Uranium enrichment centrifuges
Why in News?
- Iran has announced that it has started up advanced uranium enrichment centrifuges in a breach of its undertakings under a troubled 2015 nuclear deal, days after the start of talks on rescuing the accord.
To know about the 2015 deal- JCPOA- https://officerspulse.com/iran-nuclear-deal-2/
Need for enrichment
- The nuclear fuel used in a nuclear reactor or for nuclear weapons needs to have a higher concentration of the U235 isotope than that which exists in natural uranium ore. U235 when concentrated (or “enriched”) is fissionable.
- For nuclear weapons, enrichment is required from 80 to 90% or more which is known as Highly Enriched Uranium/weapons-grade uranium.
- For nuclear reactors, enrichment is required upto 3-5% which is known as Low Enriched Uranium/reactor-grade uranium.
How does a centrifuge work?
- Uranium is made up of two isotopes, the predominant uranium-238 (or U-238) and U-235, which is only 0.7% of natural uranium. It is the U-235 that can be directly split, or fissioned, to produce power in most of the world’s current commercial nuclear reactors. (Thus, materials like U-235 and plutonium are called “fissionable”.) The U-238 is not directly fissionable. To be useful, the concentration of U-235 must be increased as per needs.
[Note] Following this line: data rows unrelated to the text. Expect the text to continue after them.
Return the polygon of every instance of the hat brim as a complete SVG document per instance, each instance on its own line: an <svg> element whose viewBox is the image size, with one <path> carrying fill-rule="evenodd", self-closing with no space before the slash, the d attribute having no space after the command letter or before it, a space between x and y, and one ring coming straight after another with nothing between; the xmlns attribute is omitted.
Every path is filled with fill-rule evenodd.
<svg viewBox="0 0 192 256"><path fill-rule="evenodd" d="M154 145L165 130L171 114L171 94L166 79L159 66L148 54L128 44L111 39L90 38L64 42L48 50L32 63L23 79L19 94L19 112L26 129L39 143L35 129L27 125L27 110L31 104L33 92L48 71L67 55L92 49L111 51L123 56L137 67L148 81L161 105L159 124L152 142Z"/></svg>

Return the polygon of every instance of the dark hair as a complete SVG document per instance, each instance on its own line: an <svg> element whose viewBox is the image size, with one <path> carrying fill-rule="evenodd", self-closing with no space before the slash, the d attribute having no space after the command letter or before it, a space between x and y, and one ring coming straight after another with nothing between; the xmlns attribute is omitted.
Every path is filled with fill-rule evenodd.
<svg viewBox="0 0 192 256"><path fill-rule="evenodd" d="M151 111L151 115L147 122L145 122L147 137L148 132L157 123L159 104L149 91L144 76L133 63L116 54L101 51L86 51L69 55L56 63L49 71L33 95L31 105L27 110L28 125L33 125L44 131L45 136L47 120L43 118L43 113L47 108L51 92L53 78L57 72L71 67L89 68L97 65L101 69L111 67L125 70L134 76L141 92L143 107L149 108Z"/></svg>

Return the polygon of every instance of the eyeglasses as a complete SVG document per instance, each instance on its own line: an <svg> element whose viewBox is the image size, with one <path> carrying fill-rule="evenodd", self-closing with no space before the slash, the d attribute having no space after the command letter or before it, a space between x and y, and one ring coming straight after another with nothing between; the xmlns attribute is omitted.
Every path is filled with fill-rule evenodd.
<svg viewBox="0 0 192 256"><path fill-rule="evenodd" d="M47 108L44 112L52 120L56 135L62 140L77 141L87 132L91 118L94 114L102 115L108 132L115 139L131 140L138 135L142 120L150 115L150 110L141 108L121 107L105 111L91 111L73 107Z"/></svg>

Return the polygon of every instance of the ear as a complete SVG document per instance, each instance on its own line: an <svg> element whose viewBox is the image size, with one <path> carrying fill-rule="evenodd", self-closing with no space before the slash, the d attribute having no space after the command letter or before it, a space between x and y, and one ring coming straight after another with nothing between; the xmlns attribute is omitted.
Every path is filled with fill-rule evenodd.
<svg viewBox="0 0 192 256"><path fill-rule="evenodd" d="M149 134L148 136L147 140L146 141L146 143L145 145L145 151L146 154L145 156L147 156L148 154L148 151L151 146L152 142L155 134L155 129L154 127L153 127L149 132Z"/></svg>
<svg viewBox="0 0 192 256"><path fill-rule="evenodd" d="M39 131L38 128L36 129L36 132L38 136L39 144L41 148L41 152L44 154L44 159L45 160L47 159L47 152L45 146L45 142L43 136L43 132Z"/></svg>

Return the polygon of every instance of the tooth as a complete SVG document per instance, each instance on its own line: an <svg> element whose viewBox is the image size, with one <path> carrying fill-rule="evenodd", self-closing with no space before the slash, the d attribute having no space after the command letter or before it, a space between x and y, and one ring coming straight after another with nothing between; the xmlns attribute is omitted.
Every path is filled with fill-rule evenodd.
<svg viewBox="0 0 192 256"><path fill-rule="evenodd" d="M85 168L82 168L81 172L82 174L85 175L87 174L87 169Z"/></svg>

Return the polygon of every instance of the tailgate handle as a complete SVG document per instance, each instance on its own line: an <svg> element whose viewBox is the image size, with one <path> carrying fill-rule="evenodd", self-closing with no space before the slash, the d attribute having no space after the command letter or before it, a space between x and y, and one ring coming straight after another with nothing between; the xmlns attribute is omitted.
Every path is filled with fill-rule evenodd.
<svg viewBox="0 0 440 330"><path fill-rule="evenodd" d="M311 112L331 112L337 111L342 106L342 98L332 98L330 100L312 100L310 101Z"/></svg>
- Several techniques have been used for enrichment but the preferred method is a gas centrifuge.
- The heart of a gas centrifuge is a tube, called the rotor that spins at high speed around its long axis. The performance of the centrifuge depends critically on the speed of the rotor. Today, rotors may spin in excess of 60,000 rpm with the outside surface of the rotor moving well in excess of the speed of sound.
- The spinning rotor creates powerful centrifugal forces that mimic a miniature gravitational field.
- In the spinning rotor, the slightly heavier UF6 that contains U-238 will be slightly more compressed along the rim relative to the lighter UF6 that contains U-235, which would have a relatively greater concentration near the axis. The separation between the two isotopes created by the centrifugal forces is quite small.
- No single centrifuge can achieve an adequate degree of enrichment and the amount of material that a single centrifuge can handle is small. To process sufficient material, centrifuges, sometimes hundreds, are operated in parallel.
- Each set of centrifuges enriches the uranium a bit more than the previous until the desired enrichment is achieved. Such a collection of centrifuges is called a cascade and any given set of centrifuges operating in parallel is called a stage.